Since the early 1980's hydrocarbon finding and development costs measured in $/BOE declined steadily reaching a low in the mid 1990's. This improvement in Capital Efficiency was driven by the adoption of technologies such as PDC bits, improved drilling fluids, and dual activity rigs, which help reduce costs as well as technologies such as horizontal drilling, and advances in well completion technologies which significantly improved well recovery. Additionally, advances in seismic and other exploration technologies significantly improved the exploration success rate and hence increased reserve additions.

However, since the mid 1990's finding and developing costs have been rising steadily as the rate of discoveries and additions in mature basins decline and fields become smaller resulting in higher costs as more wells and infrastructure are required to exploit these reserves. Furthermore exploration and production activities have moved to ever more demanding regions such as deepwater offshore, and harsh environment areas such as the Arctic requiring ever more costly wells and infrastructure to develop resources in these areas.

Technological innovation drove the improvement in capital efficiency realized during the 1980's and early 1990's. Since then the pace of technological innovation has slowed due in part to the desire to minimize technical and commercial risk as exploration and development activities move to these more demanding environments. The consequence of this is deterioration in capital efficiency.
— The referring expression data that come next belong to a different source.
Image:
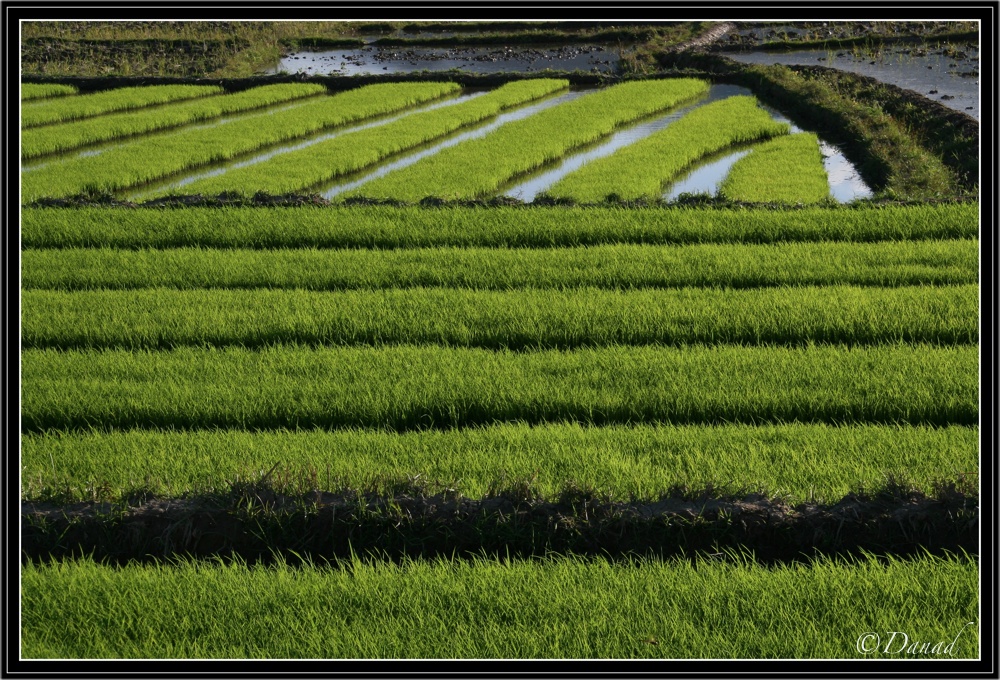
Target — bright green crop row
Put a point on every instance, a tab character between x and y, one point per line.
537	227
784	170
145	160
551	608
303	168
520	319
640	170
887	263
408	387
478	167
109	101
810	462
50	139
43	90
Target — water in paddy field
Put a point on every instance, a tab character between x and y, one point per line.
704	177
178	182
475	59
348	183
949	76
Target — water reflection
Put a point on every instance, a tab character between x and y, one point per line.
479	59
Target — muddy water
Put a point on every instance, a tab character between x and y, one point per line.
951	79
704	177
480	59
179	181
409	158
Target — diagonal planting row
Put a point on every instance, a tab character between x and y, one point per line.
641	169
56	110
480	167
51	139
145	160
788	169
31	91
303	168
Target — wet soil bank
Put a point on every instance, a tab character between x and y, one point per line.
256	524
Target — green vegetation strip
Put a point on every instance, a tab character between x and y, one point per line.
640	170
809	462
44	90
887	263
144	160
354	151
50	139
732	608
109	101
478	167
409	387
520	320
538	227
784	170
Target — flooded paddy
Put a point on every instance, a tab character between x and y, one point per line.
478	59
947	74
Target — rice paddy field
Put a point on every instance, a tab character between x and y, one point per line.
410	343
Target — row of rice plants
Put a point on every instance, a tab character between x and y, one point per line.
479	167
410	227
807	461
43	90
885	263
50	139
408	387
557	607
306	167
144	160
642	169
60	109
531	319
784	170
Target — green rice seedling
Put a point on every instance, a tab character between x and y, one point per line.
389	227
121	99
625	266
807	462
144	160
521	319
411	387
556	607
44	90
50	139
479	167
297	170
785	170
641	170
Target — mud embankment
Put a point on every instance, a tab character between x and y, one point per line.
255	524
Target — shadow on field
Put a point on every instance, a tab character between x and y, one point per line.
255	522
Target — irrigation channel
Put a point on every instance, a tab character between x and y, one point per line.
703	178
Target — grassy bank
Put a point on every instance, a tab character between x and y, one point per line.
543	609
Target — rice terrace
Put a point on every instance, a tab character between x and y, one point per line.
607	342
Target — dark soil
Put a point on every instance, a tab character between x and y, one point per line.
255	523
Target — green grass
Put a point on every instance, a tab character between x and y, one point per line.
552	608
44	90
144	160
520	319
784	170
321	162
808	462
50	139
626	266
479	167
409	387
641	170
88	105
537	227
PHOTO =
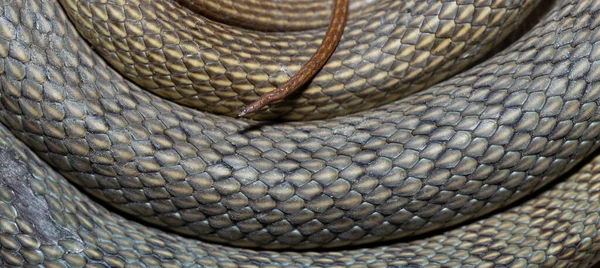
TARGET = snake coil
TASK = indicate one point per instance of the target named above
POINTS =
(455, 151)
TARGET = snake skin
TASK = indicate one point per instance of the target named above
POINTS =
(383, 174)
(397, 49)
(455, 151)
(46, 222)
(277, 16)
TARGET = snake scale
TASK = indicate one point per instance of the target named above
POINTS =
(453, 152)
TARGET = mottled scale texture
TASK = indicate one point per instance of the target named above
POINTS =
(45, 221)
(456, 151)
(274, 16)
(396, 49)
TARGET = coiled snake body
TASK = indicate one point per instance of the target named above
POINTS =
(456, 151)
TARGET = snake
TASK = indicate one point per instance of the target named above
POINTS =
(446, 157)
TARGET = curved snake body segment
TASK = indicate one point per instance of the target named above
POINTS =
(274, 16)
(219, 68)
(451, 153)
(312, 67)
(491, 135)
(46, 221)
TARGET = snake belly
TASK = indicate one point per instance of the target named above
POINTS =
(536, 103)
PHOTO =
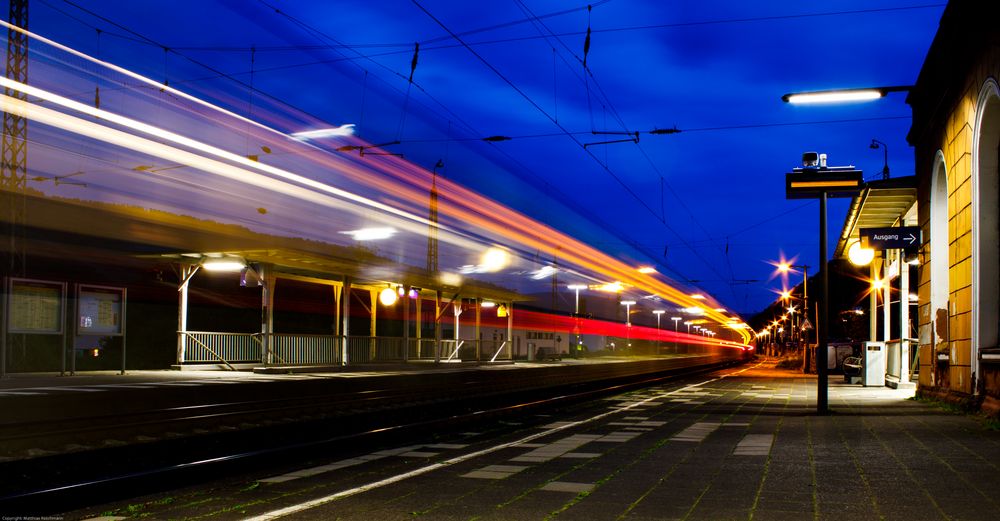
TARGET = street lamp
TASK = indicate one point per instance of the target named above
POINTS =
(628, 320)
(785, 267)
(658, 313)
(628, 311)
(885, 164)
(676, 321)
(842, 95)
(576, 310)
(576, 288)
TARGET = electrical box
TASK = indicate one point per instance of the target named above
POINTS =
(873, 374)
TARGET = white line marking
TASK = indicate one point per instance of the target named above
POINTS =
(306, 505)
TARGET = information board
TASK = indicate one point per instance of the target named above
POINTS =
(100, 310)
(36, 307)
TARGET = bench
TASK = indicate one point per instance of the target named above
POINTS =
(852, 369)
(547, 353)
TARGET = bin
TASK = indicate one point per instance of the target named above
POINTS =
(873, 374)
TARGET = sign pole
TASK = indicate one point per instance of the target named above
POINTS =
(824, 313)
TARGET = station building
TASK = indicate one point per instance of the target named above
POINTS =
(956, 137)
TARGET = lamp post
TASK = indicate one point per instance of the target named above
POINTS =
(885, 161)
(576, 288)
(576, 311)
(676, 321)
(785, 267)
(658, 313)
(628, 320)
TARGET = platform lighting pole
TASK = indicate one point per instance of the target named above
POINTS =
(676, 321)
(658, 313)
(823, 337)
(628, 320)
(816, 180)
(885, 164)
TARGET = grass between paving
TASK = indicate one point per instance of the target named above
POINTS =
(963, 408)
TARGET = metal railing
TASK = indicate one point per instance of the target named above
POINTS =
(894, 354)
(421, 349)
(362, 349)
(296, 349)
(226, 348)
(287, 349)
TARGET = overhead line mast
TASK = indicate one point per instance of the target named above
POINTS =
(13, 171)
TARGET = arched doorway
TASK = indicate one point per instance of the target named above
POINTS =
(939, 241)
(985, 230)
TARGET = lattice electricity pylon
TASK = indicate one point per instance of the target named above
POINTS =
(432, 241)
(14, 153)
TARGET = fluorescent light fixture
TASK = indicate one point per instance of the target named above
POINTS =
(388, 297)
(341, 131)
(544, 272)
(860, 256)
(835, 96)
(223, 264)
(611, 287)
(495, 259)
(371, 234)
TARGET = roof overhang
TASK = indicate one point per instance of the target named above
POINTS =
(880, 204)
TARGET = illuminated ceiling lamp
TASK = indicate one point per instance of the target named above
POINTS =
(860, 256)
(388, 296)
(494, 259)
(223, 264)
(842, 95)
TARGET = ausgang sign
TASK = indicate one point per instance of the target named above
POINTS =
(906, 237)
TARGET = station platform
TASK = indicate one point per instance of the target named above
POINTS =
(740, 443)
(26, 384)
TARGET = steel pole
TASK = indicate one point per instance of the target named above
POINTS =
(824, 312)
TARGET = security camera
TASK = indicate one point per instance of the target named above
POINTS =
(813, 160)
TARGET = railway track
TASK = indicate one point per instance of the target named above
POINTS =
(234, 436)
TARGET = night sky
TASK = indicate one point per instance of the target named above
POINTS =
(705, 205)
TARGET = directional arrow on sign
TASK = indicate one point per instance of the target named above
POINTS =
(903, 237)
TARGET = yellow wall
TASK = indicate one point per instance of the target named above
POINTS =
(956, 144)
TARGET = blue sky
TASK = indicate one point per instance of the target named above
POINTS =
(705, 205)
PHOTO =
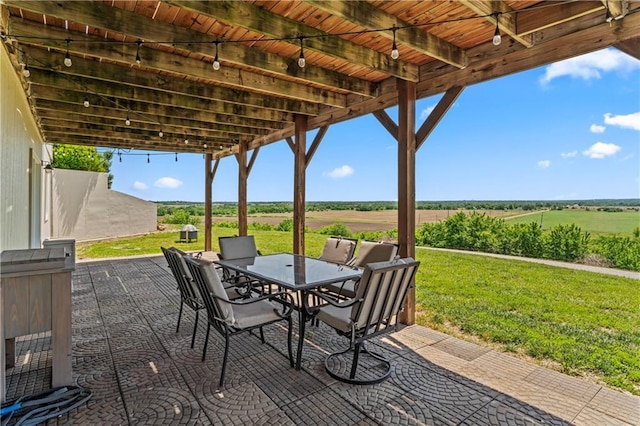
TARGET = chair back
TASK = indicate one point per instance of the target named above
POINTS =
(237, 247)
(208, 284)
(175, 259)
(338, 249)
(371, 251)
(382, 291)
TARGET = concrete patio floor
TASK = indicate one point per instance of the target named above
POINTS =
(140, 371)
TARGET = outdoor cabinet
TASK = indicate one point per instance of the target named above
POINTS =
(35, 296)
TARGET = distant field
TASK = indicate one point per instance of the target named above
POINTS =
(363, 221)
(592, 221)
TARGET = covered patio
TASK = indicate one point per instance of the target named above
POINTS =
(141, 371)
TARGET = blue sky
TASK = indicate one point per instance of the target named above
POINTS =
(567, 131)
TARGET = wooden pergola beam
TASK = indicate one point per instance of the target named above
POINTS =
(407, 184)
(369, 16)
(109, 18)
(257, 19)
(530, 21)
(506, 18)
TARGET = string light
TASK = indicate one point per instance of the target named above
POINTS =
(497, 39)
(394, 48)
(67, 58)
(26, 71)
(301, 61)
(216, 63)
(138, 60)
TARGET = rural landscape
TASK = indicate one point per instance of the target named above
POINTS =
(577, 322)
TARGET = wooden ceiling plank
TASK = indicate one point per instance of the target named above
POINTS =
(506, 18)
(368, 16)
(262, 21)
(120, 79)
(167, 128)
(153, 111)
(109, 18)
(530, 21)
(161, 61)
(166, 116)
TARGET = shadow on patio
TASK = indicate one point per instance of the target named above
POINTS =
(127, 352)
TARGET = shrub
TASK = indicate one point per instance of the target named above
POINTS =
(622, 252)
(182, 217)
(285, 226)
(566, 242)
(338, 229)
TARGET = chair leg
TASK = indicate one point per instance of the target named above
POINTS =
(206, 341)
(224, 360)
(179, 315)
(195, 327)
(289, 338)
(354, 364)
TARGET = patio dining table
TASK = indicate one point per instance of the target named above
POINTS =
(296, 273)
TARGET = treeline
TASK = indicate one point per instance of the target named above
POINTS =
(231, 208)
(478, 232)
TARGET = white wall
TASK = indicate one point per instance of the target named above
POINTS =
(20, 167)
(85, 209)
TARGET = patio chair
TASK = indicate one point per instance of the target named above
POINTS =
(369, 252)
(188, 293)
(238, 247)
(339, 249)
(373, 312)
(231, 317)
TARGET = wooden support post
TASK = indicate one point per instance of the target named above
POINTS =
(241, 156)
(407, 183)
(208, 184)
(299, 182)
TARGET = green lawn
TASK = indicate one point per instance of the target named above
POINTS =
(595, 222)
(586, 324)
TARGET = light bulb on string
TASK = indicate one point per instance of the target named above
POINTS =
(216, 62)
(497, 39)
(67, 58)
(394, 48)
(301, 61)
(138, 60)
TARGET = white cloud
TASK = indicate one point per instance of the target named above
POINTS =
(425, 112)
(600, 150)
(340, 172)
(629, 121)
(590, 66)
(168, 182)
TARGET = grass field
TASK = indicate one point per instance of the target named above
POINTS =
(595, 222)
(580, 323)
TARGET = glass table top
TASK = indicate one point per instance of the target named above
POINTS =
(292, 271)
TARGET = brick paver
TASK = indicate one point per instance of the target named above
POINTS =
(142, 372)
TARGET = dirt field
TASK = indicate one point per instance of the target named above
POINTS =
(362, 221)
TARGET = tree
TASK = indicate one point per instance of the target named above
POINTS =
(73, 157)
In particular the efforts to control costs have created barriers to the development and application of new drilling technologies which could significantly reduce the current 25 – 30% non productive time experienced drilling wells today.

This paper discusses a phased approach to technology evaluation, development and adoption which seeks to minimize the risks, both technical and economic associated with applying new drilling technologies or innovations.